The conference will try to unpack these issues in contemporary life so much of which puts new strains in human relationships. The following are some of the areas of discussion and there are of course others which participants may like to include

  1. Changes in marriage, kinship and family and how this affects our experience of friendship
  2. The place of friendship in an impersonal society
  3. Friendship as a social need; implications of the absence of friendships; the loner
  4. Friends, foes and strangers
  5. The influence of the media and technology
  6. Persons, friendship and the over-valuing of work
  7. How neighbours become friends; how neighbours become enemies
  8. Friendship and love. Changing patterns of intimacy. Intimacy overload and disappointment
  9. Friendship as a relation free of constitutional linkage. Friendship versus spheres of claim, e.g. family, peer groups, community and class
  10. Friendship in childhood
  11. The loneliness of suburban wives; modern society as a lonely society. Evidence of surveys, agony columns etc
  12. Analysis of the contemporary language of friendship: ‘partners’ , ‘companions’, ‘significant others’. Does friendship feature in these relationships?
  13. Friendship and various other social forms - cronyism, patronism, gang membership, being a colleague. The loss of collegiality. The factor of keeping boundaries
  14. Is friendship a morally privileged relationship? Nepotism and the obligation to be impartial in the moral life. Distinctions made between amicitia, eros, and agape in different periods of time
  15. Civic friendship and justice
  16. National, international and global friendships

Papers will be considered on any related theme. 300 word abstracts should be submitted by Friday 17th August 2007. If an abstract is accepted for the conference, a full draft paper should be developed and submitted by Friday 9th November 2007. The draft paper should be of no more than 8 or 9 pages long and ready for a 20 minute (maximum) presentation during the conference.

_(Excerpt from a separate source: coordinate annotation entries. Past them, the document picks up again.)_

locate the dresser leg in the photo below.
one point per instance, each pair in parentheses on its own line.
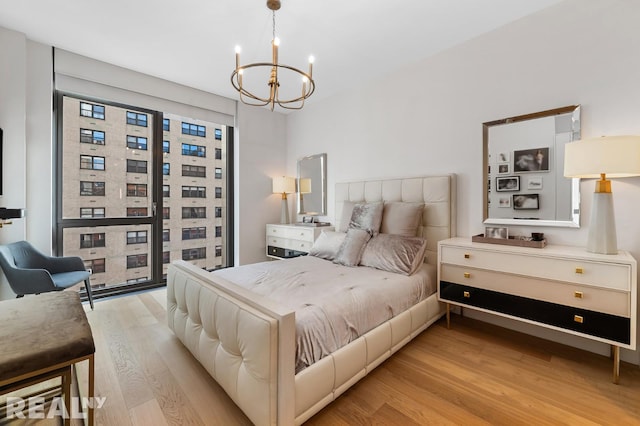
(616,363)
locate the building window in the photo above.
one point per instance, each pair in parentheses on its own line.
(88,212)
(196,253)
(194,150)
(96,265)
(92,188)
(137,237)
(194,192)
(195,171)
(194,233)
(136,166)
(136,211)
(137,118)
(92,110)
(136,142)
(194,212)
(136,190)
(136,261)
(95,137)
(92,240)
(91,162)
(193,130)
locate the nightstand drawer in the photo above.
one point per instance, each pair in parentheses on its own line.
(614,302)
(609,275)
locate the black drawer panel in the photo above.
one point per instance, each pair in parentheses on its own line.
(596,324)
(284,253)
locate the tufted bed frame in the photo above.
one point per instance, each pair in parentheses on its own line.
(247,342)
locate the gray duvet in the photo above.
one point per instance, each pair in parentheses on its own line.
(333,304)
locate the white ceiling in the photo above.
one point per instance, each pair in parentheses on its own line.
(192,41)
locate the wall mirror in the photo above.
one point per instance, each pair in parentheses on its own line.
(523,169)
(312,185)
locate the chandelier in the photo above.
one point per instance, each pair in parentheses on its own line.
(248,96)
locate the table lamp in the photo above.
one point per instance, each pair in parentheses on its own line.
(284,185)
(604,157)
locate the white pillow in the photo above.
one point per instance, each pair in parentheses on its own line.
(327,245)
(394,253)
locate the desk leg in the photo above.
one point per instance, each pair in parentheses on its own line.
(91,389)
(616,363)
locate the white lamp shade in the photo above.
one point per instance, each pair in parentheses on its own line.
(616,156)
(284,185)
(305,186)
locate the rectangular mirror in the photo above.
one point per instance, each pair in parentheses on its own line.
(312,185)
(523,169)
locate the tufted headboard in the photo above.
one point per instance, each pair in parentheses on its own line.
(438,193)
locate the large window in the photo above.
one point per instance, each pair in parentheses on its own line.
(113,202)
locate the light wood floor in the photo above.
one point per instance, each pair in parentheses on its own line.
(472,374)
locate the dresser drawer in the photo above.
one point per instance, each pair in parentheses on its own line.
(601,274)
(291,232)
(614,302)
(605,326)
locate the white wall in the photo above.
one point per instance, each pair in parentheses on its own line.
(427,118)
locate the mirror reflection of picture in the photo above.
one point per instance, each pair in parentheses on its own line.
(526,202)
(531,160)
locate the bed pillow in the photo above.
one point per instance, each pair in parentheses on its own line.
(327,245)
(394,253)
(401,218)
(350,251)
(345,219)
(367,216)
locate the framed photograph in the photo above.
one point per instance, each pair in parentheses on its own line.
(534,183)
(526,202)
(504,202)
(496,232)
(531,160)
(510,183)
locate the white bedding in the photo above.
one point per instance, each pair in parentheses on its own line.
(333,304)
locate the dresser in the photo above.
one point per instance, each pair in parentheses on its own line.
(558,287)
(285,241)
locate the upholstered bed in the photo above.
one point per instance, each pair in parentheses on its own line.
(247,342)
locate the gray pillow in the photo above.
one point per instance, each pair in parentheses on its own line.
(367,216)
(327,245)
(394,253)
(351,249)
(401,218)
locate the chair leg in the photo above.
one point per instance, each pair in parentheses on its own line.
(87,286)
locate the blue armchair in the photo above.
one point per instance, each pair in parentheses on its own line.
(31,272)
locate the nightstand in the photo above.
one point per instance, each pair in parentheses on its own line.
(558,287)
(285,241)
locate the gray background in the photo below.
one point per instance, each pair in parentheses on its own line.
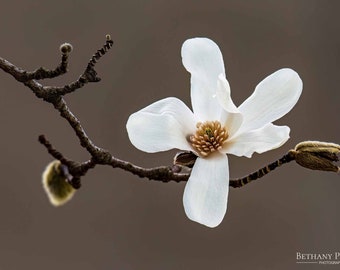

If you are interested in participating, please send 300 word abstracts (simultaneously) to both Organising Chairs; they may be in Word, WordPerfect, or RTF formats, in the following order: author(s), affiliation, email address, title of abstract, body of abstract. We acknowledge receipt and answer to all paper or panel proposals submitted. If you do not receive a reply from us within 14 days you should assume we did not receive your proposal; it might be lost in cyberspace! We suggest, then, to look for an alternative electronic route or resend.

Organising Committee

David White
Project Co-Chair,
Department of Philosophy,
University of Calgary,
Canada
E-Mail: David White

Rob Fisher
Network Leader
Inter-Disciplinary.Net,
Freeland, Oxfordshire,
United Kingdom
E-Mail: Rob Fisher

The conference is part of the ‘Persons’ research projects, which in turn belong to the ‘Probing the Boundaries’ programmes of ID.Net. It aims to bring together people from different areas and interests to share ideas and explore various discussions which are innovative and challenging. All papers accepted for and presented at this conference are eligible for publication in an ISBN eBook. Selected papers will be developed for publication in a themed hard copy volume.